Sam made his breakthrough with You send me, which went all the way to number one in America (where it sold a couple of million) though it barely made the top thirty in Britain. In the fifties, when music was often racially segregated, this was quite an achievement. Sam was well aware of the problems, as is clear from his song, A change is gonna come. The change did come (to some extent, at least) though Sam, murdered aged just 33, did not live to see it.
Another important American hit, Only sixteen, fared slightly better than You send me in the UK despite being covered by Craig Douglas who took the song to the very top of the UK charts. Sam's version of Wonderful world, another huge American hit, again only registered in the UK top thirty at the time of its original release, though Brits grew to love this song, with Herman's Hermits also having a big hit with it in the sixties. Sam's version made number two in the UK when re-issued in 1986.

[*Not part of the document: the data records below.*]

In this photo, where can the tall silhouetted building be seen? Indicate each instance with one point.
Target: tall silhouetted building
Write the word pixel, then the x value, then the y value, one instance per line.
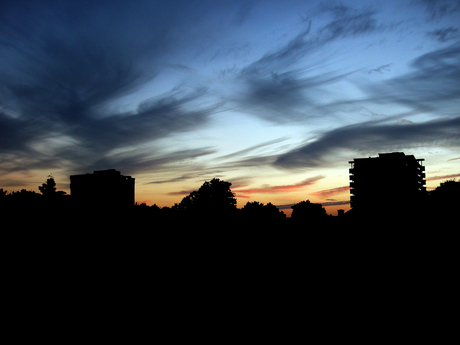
pixel 104 188
pixel 389 181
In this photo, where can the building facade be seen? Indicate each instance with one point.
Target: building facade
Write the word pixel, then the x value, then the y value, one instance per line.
pixel 104 188
pixel 391 180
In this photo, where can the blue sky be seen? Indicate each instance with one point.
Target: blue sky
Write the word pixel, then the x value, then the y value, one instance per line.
pixel 273 96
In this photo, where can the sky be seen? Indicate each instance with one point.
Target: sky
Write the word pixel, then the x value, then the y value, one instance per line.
pixel 275 97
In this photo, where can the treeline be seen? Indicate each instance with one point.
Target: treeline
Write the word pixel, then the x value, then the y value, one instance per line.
pixel 213 205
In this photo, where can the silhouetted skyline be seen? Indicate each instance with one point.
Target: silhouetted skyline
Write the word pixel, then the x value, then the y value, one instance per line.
pixel 274 96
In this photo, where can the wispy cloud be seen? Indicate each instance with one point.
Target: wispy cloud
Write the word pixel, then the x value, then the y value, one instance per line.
pixel 327 193
pixel 372 137
pixel 278 189
pixel 444 35
pixel 442 177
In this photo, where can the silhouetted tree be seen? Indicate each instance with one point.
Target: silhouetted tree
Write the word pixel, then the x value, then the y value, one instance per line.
pixel 307 211
pixel 213 197
pixel 48 189
pixel 258 213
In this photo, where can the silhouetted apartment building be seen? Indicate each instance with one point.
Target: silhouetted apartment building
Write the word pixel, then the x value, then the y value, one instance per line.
pixel 391 180
pixel 104 188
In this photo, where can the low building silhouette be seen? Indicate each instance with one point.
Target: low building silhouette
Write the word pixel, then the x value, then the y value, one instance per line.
pixel 104 188
pixel 391 181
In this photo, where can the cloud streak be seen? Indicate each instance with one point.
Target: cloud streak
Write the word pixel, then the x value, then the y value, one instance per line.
pixel 279 189
pixel 370 137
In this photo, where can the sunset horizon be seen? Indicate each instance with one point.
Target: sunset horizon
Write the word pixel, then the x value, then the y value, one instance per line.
pixel 275 97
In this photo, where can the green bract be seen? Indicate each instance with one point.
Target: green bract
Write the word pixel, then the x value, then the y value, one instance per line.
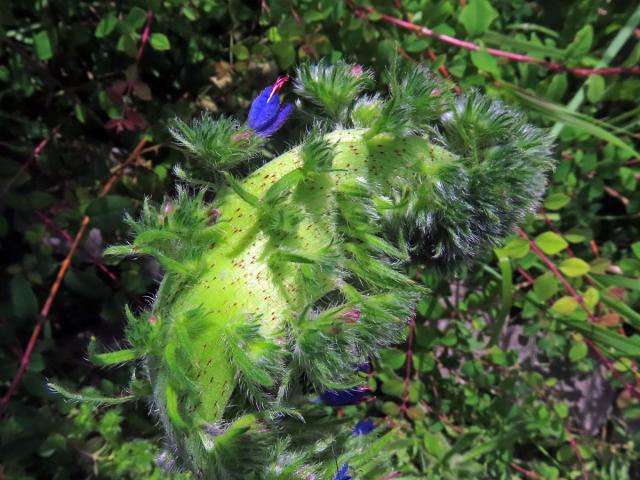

Sam finally achieved success in the UK when Chain gang, Cupid and Twisting the night away all made the top ten. Only two more UK hits followed - Another Saturday night (which Cat Stevens covered in the seventies) and Frankie and Johnny (not included here), both of which made the top thirty. However, Sam had many more (and bigger) hits in his homeland, where his music was better appreciated. There are many other great songs here, too numerous to mention.
I bought this originally on vinyl and later replaced it with the CD. It provides a great selection of Sam's music but there is now an even better compilation titled Portrait of a legend, featuring extensive liner notes and even better sound quality. Many of the songs are the same but there are a few differences, although all the essentials are on both collections.